Full 85 percent of the happiness and success you enjoy in life will be determined by the quality of your relationships with others. All of your selling success today, and for the rest of your career, will be based on the quality of the relationships that you form with your customers. Because of the complexity of your product or service, customers are usually unable to make an accurate judgment of the details of what you are selling. Instead, they have to depend upon how they feel about you and your claims. For most customers today, the relationship comes first. It is more important then the product or service itself.
The building and maintaining of high-quality sales relationships proceeds in four stages. We call this the Relationship Selling Model.
The first stage, roughly 40 percent of the sale, is the development of trust. This is best achieved by asking good questions and listening closely to answers. In fact, a recent survey of members of the Purchasing Managers Association of America (PMAA) concluded that the salespeople these professional buyers rated “the best” were the people who asked the most questions before attempting to sell.
The second stage of building high-quality sales relationships, 30 percent of the process, is focusing on identifying the true needs and wants of the prospect.
Instead of talking about what you are selling, you ask questions about the prospect and his or her situation. You probe the answers you get and, as Stephen Covey says, “See first to understand, then to be understood.”
Once you have built a high level of trust by asking questions and seeking to understand how your product or service can help the prospect in some way, you move to stage three.
20 percent of the relationship between you and your customer is presenting solutions. In this stage, you show the prospect how he or she could be better off with what you are selling than he or she is today. You carefully match the prospect’s expressed needs with the specific features and benefits of your product or service.
In phase four, the final 10 percent of the Relationship Selling Model, you ask for confirmation from the prospect to make a decision and take action on your offering. You close the sale.

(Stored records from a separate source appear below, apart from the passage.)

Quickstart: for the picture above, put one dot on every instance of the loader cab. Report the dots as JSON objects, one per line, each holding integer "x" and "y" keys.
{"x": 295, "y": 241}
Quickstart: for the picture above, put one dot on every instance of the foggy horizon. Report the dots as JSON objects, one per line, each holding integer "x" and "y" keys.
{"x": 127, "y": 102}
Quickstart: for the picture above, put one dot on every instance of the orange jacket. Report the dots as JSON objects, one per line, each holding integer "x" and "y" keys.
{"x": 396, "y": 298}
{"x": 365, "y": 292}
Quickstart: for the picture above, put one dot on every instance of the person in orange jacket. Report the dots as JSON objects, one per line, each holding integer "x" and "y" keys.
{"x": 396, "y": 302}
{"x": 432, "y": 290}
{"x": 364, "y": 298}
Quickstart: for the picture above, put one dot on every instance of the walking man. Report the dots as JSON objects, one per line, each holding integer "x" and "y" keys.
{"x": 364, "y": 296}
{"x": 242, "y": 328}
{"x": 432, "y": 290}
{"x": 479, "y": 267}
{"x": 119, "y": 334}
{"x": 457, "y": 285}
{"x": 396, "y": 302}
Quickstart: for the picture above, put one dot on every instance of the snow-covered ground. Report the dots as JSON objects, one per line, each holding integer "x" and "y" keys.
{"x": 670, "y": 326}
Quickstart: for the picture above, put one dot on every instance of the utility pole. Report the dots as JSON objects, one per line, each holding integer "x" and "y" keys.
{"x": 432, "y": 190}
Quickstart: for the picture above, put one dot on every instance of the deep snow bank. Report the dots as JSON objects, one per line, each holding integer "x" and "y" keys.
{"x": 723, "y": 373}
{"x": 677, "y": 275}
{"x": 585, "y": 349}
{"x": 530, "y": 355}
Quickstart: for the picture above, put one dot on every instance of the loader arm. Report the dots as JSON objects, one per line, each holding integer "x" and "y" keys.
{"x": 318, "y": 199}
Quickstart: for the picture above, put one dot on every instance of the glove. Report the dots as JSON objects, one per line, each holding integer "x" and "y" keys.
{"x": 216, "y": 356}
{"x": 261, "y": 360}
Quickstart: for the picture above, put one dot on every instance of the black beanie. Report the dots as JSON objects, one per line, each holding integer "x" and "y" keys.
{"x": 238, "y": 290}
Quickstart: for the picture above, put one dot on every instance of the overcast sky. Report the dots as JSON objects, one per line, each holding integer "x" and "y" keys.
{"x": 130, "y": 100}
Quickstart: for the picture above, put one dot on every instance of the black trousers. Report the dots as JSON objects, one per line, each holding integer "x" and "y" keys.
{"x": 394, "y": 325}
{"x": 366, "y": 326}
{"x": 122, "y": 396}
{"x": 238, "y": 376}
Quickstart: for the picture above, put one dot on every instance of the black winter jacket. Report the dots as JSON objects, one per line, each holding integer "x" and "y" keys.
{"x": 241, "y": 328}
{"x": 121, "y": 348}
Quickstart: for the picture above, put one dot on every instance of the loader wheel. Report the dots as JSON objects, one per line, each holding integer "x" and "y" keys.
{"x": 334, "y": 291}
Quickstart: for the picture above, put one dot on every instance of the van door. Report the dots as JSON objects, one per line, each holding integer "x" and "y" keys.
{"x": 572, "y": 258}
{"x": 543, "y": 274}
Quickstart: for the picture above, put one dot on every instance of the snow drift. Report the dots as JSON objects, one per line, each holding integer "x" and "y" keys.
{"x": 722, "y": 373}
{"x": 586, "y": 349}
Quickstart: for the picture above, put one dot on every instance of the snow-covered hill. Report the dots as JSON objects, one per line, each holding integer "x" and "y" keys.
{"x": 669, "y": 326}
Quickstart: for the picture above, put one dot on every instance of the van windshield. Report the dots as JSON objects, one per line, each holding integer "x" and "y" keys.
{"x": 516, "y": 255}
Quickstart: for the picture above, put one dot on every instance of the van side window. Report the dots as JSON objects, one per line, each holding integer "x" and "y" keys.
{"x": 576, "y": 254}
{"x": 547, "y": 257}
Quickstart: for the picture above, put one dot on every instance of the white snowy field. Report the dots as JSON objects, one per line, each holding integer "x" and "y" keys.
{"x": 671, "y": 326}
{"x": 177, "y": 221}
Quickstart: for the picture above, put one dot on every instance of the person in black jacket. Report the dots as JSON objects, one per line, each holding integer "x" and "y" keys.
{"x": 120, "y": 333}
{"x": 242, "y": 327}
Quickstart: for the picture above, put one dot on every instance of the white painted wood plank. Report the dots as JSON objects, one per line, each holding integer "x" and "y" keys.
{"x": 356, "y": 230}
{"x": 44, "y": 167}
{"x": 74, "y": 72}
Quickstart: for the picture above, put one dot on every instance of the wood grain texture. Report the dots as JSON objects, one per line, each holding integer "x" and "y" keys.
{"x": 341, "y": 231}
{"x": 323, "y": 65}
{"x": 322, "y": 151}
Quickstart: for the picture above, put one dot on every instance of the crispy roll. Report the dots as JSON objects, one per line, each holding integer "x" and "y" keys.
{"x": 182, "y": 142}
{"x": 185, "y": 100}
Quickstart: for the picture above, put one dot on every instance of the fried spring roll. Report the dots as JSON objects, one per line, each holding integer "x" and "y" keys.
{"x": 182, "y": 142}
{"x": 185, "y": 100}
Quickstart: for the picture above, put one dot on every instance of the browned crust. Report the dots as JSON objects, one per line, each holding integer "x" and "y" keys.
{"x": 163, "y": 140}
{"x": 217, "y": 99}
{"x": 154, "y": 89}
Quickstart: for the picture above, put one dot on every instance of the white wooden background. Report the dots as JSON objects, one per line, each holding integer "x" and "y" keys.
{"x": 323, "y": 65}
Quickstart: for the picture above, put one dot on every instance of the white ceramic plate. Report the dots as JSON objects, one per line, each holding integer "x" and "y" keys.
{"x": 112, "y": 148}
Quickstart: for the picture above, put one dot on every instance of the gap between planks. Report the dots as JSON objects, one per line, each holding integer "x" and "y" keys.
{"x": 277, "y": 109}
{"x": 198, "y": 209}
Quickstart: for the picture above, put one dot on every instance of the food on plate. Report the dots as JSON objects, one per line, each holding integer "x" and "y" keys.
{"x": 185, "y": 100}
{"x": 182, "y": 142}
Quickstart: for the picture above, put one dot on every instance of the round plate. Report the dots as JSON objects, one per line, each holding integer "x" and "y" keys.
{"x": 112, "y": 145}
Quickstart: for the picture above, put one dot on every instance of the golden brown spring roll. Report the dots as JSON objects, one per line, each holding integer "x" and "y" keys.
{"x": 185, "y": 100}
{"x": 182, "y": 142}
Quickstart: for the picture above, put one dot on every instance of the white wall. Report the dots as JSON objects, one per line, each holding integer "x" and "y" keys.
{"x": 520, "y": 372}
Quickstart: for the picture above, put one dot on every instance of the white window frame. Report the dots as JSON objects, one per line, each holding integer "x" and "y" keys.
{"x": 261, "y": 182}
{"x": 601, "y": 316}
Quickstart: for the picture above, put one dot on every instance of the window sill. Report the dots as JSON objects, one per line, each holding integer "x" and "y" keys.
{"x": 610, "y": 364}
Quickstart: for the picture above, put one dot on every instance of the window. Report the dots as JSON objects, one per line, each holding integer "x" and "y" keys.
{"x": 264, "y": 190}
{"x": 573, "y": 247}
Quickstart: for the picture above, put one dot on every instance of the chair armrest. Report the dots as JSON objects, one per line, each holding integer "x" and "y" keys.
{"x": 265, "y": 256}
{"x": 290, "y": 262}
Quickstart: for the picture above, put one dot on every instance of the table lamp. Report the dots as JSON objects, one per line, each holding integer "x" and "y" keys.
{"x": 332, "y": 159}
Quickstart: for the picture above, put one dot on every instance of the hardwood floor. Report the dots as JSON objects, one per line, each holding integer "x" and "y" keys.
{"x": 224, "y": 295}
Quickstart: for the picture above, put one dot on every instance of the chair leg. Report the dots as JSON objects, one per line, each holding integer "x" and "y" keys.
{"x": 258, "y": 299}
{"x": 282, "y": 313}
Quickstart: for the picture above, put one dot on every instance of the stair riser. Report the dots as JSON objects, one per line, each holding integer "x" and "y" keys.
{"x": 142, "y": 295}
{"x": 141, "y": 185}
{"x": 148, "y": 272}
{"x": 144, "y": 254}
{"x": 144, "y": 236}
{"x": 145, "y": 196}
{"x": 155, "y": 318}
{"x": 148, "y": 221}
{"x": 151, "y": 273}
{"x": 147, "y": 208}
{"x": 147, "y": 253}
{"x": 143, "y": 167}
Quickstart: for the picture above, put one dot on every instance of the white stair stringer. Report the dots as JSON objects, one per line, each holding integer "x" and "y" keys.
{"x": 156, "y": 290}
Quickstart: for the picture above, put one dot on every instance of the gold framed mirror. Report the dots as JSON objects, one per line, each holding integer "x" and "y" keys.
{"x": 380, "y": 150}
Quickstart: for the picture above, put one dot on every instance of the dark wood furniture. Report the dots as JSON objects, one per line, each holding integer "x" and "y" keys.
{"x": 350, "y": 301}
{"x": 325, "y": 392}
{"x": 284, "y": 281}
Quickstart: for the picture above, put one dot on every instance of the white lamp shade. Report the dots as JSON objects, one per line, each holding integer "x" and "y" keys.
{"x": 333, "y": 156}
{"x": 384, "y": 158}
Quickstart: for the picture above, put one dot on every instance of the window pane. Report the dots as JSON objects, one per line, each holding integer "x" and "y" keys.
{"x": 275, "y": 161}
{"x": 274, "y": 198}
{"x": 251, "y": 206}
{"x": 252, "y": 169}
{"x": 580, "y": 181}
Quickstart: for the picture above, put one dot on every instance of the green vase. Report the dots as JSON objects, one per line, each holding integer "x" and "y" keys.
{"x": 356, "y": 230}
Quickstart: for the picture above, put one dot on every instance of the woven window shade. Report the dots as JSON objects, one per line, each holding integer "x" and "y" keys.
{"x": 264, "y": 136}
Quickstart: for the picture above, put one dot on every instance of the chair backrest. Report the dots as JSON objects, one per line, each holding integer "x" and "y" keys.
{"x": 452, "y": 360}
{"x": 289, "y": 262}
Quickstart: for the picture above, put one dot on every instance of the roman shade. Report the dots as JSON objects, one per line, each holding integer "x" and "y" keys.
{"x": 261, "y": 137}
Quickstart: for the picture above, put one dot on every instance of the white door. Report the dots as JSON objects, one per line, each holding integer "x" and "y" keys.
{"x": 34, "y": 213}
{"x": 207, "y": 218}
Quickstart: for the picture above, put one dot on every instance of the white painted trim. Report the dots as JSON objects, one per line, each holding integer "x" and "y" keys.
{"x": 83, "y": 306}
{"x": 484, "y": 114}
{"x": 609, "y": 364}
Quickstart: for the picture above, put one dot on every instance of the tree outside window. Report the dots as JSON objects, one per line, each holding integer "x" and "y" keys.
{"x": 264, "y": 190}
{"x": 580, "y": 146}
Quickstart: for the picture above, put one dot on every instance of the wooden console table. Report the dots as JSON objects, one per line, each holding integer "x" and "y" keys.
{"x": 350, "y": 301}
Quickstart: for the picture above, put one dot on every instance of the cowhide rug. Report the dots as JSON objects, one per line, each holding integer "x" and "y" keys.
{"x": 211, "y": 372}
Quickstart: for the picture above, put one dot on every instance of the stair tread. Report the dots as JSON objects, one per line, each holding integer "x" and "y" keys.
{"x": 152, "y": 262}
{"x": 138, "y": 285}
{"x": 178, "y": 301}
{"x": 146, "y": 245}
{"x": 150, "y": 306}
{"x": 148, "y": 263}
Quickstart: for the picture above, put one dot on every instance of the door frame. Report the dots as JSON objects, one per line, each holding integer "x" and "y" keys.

The relationship selling model is based on trust. You develop trust by asking the customer about his or her needs and then by listening intently to the answers. The more you ask good questions and listen carefully to the customer, the more the customer will trust you and open up to you. When the customer trusts you enough, he or she will tell you everything you need to know to9 either make a sale or to determine that this customer is not a good prospect for what you are selling.
Focus first and foremost on the prospect and the relationship–before anything else. Concentrate on building a high level of trust. Only when you have built a bridge of understanding of the prospect’s real needs should you start talking about what you are selling. When the relationship is strong, the sale will take care of itself.